4. Now the first equation can be subtracted from the second. Thus, squares of variables disappear, and there is a linear equation: - 2ax - 2by = r^2 - R^2 - a^2 - b^2. With its help it is possible to express y through x: y = (r^2 - R^2 - a^2 - b^2 - 2ax) / 2b.
5. If to substitute the found expression for y in the circle equation, the task comes down to the solution of a quadratic equation: x^2 + px + q = 0, gder = - 2a/2b, q = (r^2 - R^2 - a^2 - b^2) / 2b - R^2.
6. Roots of this equation will allow to find coordinates of points of intersection of circles. If the equation is unsolvable in real numbers, then circles are not crossed. If roots coincide among themselves, then circles concern each other. If roots are various, then circles are crossed.
7. If a = 0 or b = 0, then the initial equations become simpler. For example, at b = 0 system of the equations will take a form: x^2 + y2 = R^2, (x - a) ^2 + y^2 = r^2.
8. After subtraction of the first equation from the second it turns out: - 2ax + a^2 = r^2 - R^2. Its decision: x = - (r^2 - R^2 - a2) / 2a. It is obvious that in case of b = 0 centers of both circles lie on abscissa axis, and points of their crossing will have an identical abscissa.

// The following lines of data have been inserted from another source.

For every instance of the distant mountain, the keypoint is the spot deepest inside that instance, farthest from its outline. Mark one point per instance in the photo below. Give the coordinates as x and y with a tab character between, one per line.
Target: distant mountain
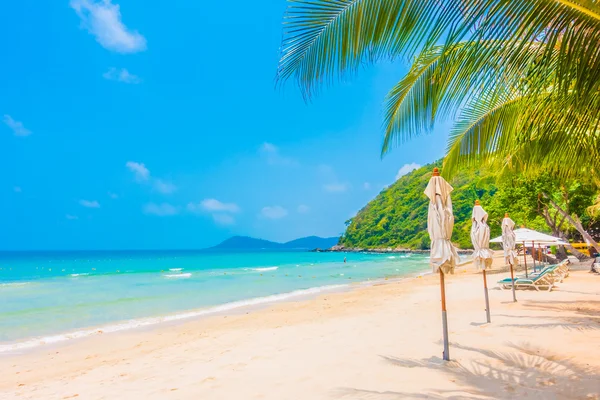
312	242
248	243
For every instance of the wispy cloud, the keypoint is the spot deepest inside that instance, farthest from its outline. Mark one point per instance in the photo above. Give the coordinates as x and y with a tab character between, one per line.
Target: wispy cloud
142	175
121	75
273	212
271	153
332	183
103	20
303	209
89	203
16	126
214	205
160	210
164	187
220	211
406	168
336	187
139	169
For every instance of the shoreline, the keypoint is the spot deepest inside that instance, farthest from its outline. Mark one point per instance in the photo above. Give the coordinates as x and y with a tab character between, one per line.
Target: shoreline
381	250
379	341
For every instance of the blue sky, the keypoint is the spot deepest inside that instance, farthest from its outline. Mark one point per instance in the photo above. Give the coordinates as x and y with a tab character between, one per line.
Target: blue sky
128	125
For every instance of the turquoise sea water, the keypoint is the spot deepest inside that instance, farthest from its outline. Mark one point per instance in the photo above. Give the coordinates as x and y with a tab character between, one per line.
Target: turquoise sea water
48	297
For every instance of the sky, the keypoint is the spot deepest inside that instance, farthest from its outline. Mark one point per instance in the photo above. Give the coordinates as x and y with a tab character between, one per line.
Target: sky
128	125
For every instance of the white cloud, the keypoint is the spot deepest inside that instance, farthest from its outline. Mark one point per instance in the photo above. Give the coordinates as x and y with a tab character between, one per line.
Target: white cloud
214	205
273	156
303	209
161	210
103	20
273	212
16	126
406	168
121	75
336	187
164	187
142	175
223	219
89	203
221	212
139	169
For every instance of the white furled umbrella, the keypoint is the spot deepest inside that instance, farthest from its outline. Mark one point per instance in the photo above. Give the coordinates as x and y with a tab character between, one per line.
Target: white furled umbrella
440	222
509	239
482	255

9. This expression for x can be substituted in the first equation of a circle and to receive a quadratic equation y is relative. Its roots — ordinates of points of intersection if those exist. The same way there is an expression for y if a = 0.
10. If a = 0 and b = 0, but at this R ≠ r, then one of circles obviously is in another, and points of intersection are absent. If R = r, then circles coincide, and infinitely there is a lot of points of their crossing.
11. If at one of two circles the center does not coincide with the beginning of coordinates, then their equations will have an appearance: (x - x1) ^2 + (y - y1) ^2 = R^2, (x - x2) ^2 + (y - y2) ^2 = r^2. If to pass to the new coordinates which are turning out from old by method of parallel translation: x ′ = x + x1, y ′ = y + y1, these equations take a form: x ′^2 + y ′^2 = R^2, (x ′ - (x1 + x2)) ^2 + (y ′ - (y1 + y2)) ^2 = r^2. The task, thus, comes down to previous. Having found solutions for x ′ and y ′, it is possible to return easily to initial coordinates, having turned the equations for parallel translation.